On the other hand, we still want enough keyframes that seeking and fast-forwarding behavior is good, because players can only jump directly to keyframes "under the hood" during playback, and will usually only display the keyframes during fast-forwarding and rewinding at higher speeds (at low speeds such as 2x or 3x they can often play every frame). Jumping to an arbitrary point in the timeline therefore becomes more sluggish the fewer keyframes there are, because more intervening delta-frames need to be decoded just to reconstruct the final target frame, even though those intervening frames between the previous keyframe and the target frame won't actually be displayed. If the video is deployed using adaptive streaming, where the player might dynamically switch between different versions during playback based on the available network bandwidth, then such switching can also only occur at the keyframes (of the stream being switched to), so again we don't want the keyframes too far apart.
x264's default is 250 frames (8.3 seconds at 30fps), but for no good reason the x264Encoder QuickTime plug-in's default is only 60 frames (2 seconds). The x264 team have recently been using 500 frames (16.7 seconds) for their settings at the annual MPEG-4 AVC/H.264 Video Codecs Comparison competition, but that's definitely pushing things a bit too far. Digital TV normally uses 1 or 2 seconds, but that's deliberately quite short to make channel switching fast and to have quick error recovery in case of interference. DVD uses a very short ~0.5 second keyframe interval, and Blu-ray 1 second, because they use very high bitrates (so quality isn't an issue) and they want to guarantee good fast-forwarding behavior despite being read from a relatively slow optical disc. The most common recommendation for Internet video is 10 seconds.

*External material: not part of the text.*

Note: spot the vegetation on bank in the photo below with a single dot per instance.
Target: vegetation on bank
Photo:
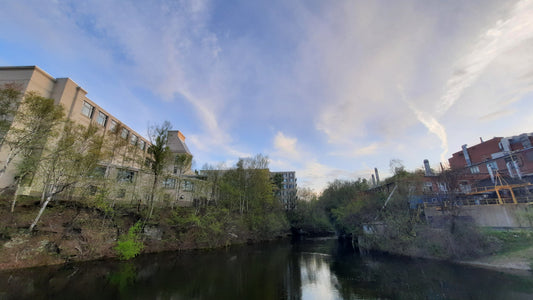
(67, 163)
(385, 220)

All: 12 seconds (360 frames at 30fps), which is enough to cover the vast majority of scenes and result in only "natural" scene-change keyframes, and about as far as we can push it. Fast-forwarding while seeing only one frame for every 12 seconds of video is just barely okay, as a worst-case scenario. Assuming fast-forwarding at 10x speed, that means 6 seconds per minute with 5 keyframes, resulting in 1.2 seconds on-screen per keyframe. Jumping to arbitrary points in the timeline definitely feels sluggish as well, but not too painful, even at 1080p, and it will get better in time with faster computers.